And to lovers of Nyro, who are fanatic in their devotion, all the covers are meaningless. To them, it was Nyro’s own recordings, some of the most intimately soulful records ever made, such as New York Tendaberry, from which blue soulscapes the path was paved for subsequent masterpieces of the heart by Joni Mitchell, Rickie Lee Jones and others.

Born Laura Nigro in the Bronx on October 18, 1947, she was surrounded by art and jazz as a kid, and said she was “already deep inside the music” when she was a teenager, absorbing the compositional brilliance of Miles Davis and John Coltrane. Unlike most musicians, who are introduced to music by learning its limitations, her first lesson was that music had no limits, and this understanding forever shaped her art. “I’m not interested in conventional limitations,” she said. “As an artist, I can do anything, say anything. It’s about self-expression. It knows no package.” As she memorably wrote in “And When I Die,” “Give me my freedom… All I ask of living is to have no chains on me.”

A year after writing her first songs, she was onstage at the Hungry I in San Francisco performing them when Clive Davis heard her, asked her to audition for Columbia (which she did in his hotel room with all the lights out except a TV), and won him over. He signed her and she made her mark, recording a series of landmark albums, and having her songs covered by almost every great vocalist of the time, from the aforementioned to Aretha Franklin, Cass Elliot, Frank Sinatra, Carmen McRae, Chet Atkins and many others.
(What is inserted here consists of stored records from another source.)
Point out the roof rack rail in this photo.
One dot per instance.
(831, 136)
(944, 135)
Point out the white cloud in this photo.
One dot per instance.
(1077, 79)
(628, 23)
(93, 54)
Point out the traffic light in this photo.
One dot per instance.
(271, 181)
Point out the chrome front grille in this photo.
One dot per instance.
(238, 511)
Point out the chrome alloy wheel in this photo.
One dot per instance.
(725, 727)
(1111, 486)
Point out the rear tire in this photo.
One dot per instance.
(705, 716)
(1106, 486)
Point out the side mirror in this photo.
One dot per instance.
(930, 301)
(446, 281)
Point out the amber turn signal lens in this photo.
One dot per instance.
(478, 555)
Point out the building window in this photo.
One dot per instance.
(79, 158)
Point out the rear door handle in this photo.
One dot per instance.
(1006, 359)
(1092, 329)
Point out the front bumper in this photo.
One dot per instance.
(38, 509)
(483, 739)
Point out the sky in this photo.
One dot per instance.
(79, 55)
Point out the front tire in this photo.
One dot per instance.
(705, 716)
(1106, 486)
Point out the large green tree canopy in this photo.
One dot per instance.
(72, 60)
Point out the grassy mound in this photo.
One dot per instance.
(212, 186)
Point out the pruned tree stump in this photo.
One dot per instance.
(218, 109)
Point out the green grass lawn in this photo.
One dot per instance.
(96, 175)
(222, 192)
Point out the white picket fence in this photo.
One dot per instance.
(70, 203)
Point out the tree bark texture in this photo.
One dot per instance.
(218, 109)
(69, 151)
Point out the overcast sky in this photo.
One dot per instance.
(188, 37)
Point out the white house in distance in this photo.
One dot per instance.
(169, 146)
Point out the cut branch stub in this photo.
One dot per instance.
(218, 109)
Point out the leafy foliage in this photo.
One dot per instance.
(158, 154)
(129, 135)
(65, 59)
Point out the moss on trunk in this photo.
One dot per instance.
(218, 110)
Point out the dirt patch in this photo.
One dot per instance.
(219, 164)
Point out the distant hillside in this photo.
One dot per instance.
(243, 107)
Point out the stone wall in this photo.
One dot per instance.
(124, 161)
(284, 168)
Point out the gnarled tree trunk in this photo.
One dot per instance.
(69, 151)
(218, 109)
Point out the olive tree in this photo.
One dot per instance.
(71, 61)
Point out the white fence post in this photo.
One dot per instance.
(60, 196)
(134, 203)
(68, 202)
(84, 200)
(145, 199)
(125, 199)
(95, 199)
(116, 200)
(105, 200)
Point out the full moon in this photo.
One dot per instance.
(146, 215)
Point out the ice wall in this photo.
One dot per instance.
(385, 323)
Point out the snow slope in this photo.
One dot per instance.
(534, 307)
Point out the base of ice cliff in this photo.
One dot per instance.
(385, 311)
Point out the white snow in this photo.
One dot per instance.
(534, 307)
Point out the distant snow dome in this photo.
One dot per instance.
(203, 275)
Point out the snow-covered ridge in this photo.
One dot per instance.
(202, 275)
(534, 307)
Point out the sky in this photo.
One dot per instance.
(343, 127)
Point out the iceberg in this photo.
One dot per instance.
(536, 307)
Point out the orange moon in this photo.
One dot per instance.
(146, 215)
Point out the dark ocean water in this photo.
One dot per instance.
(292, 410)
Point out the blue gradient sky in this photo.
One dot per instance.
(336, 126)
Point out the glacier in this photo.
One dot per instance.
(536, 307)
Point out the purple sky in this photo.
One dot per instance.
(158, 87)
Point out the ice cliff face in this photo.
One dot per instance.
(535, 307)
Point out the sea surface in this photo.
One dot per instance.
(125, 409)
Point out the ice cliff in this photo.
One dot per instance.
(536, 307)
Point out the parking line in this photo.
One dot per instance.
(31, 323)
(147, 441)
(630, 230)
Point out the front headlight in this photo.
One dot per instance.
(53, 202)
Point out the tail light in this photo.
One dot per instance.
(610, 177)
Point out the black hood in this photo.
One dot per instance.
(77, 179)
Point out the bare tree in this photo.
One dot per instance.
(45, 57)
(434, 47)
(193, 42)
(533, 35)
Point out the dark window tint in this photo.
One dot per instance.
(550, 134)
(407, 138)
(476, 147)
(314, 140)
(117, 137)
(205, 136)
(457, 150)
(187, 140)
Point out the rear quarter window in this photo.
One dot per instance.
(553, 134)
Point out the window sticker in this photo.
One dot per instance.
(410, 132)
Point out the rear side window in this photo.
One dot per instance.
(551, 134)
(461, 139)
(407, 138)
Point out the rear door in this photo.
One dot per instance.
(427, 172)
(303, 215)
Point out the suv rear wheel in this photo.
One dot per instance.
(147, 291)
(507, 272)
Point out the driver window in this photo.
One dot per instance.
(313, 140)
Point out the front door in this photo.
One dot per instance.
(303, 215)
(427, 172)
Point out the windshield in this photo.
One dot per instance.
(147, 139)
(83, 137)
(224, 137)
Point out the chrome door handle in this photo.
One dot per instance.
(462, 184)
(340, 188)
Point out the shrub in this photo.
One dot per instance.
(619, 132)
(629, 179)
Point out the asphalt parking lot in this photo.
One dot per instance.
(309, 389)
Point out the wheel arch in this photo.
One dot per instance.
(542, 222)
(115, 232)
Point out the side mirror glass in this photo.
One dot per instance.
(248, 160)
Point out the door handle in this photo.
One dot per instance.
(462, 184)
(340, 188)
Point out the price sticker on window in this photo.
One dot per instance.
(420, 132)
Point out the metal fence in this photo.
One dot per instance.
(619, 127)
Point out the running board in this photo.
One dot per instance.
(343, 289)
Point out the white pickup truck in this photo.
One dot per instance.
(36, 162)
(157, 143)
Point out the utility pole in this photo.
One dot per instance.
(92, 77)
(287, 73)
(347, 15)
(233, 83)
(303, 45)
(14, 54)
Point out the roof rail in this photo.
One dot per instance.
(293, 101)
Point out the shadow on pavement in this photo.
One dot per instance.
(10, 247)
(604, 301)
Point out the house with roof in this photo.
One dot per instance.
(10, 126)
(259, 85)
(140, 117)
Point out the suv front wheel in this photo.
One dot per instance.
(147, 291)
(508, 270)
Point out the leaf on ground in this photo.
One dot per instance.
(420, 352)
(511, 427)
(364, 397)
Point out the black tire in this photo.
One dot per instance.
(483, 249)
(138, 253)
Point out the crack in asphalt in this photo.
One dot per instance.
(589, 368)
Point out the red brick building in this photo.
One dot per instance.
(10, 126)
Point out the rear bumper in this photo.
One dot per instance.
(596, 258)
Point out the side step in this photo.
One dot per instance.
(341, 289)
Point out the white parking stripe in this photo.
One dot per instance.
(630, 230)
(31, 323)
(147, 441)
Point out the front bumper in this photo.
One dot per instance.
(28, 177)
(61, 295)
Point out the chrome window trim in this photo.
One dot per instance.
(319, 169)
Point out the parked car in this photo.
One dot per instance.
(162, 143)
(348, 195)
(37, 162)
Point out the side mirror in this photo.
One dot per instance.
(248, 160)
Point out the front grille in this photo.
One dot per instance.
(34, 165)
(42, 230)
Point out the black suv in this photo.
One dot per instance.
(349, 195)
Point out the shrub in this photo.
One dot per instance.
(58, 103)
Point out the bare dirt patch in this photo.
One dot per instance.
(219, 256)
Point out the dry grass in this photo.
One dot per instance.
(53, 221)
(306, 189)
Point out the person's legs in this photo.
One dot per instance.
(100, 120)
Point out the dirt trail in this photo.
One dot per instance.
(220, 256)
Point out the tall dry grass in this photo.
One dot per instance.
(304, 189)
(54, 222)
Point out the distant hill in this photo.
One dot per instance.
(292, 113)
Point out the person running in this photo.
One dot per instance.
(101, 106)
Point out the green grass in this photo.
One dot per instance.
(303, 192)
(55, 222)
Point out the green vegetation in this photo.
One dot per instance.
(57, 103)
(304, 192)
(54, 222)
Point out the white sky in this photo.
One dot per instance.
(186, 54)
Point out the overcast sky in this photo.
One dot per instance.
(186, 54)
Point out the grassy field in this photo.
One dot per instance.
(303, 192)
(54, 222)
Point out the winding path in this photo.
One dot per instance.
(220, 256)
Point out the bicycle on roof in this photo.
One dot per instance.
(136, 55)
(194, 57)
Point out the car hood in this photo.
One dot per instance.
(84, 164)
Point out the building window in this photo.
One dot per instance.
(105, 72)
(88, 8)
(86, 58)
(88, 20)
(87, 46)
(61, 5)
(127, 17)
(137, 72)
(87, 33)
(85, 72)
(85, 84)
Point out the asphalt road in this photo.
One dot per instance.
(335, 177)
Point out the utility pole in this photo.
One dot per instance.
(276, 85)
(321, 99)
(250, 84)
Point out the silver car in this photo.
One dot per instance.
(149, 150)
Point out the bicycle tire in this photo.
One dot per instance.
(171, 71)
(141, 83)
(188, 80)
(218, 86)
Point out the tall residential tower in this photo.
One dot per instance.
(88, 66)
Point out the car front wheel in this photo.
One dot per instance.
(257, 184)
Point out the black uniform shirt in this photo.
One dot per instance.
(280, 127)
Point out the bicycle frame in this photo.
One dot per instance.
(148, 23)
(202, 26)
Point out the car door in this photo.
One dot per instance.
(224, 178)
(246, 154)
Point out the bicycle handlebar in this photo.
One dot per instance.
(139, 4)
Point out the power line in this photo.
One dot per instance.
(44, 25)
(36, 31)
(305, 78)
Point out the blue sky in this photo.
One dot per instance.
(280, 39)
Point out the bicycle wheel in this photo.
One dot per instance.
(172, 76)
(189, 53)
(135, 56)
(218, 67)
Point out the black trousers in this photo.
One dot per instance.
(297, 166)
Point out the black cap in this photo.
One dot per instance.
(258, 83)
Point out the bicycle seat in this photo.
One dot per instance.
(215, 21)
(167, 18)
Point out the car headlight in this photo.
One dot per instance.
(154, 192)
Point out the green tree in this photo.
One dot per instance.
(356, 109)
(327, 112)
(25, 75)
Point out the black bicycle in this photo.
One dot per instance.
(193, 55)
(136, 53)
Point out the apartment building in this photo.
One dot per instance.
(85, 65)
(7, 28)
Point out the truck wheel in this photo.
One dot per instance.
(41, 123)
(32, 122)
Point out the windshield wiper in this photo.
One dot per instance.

Unlike many songwriters who complain that the process of songwriting is torturous, Nyro delighted in it. “All I know,” she said, “is when I start getting serious about songwriting… it’s like a playground. All responsibilities slip away and you’re with your essence. There can be delight there and self-discovery. You can dance there… I think of it as my serious playground.”

She’s famous for writing songs of vast extremes, from deepest sorrow to the purest joy. And like her soul mates Carole King and Joni Mitchell, she knew all the rules about songwriting and why to break them. But the rules dictated by the industry were never easy to abide, and like most artists, she felt lost within the corporate structure of the music biz. As she explained, “I think if you have a vision of peace, it’s strange to live in a world of war. If you’re a woman who honors her roots, it’s strange to be in a male-dominated business.” Asked how she managed to transcend these incongruities, she answered that it was by connecting with the delight of music. “I think you get beyond the suffering. And you focus on the sweetness of your vision.” She said singing—whether her own songs or songs she loved—connected her with the source. “There’s a certain feeling when I go out to sing that happens with everyone. It’s a healing thing. Some of the old songs remind us of the sweet, innocent kid inside us. You’re dealing with the language of love.”

Beyond the suffering. That’s where she is now, and the suffering of the world she sang about leaving behind since she was 17—the one child is born to carry on—has been diminished by the spirit she left behind, the spirit that lives in her music.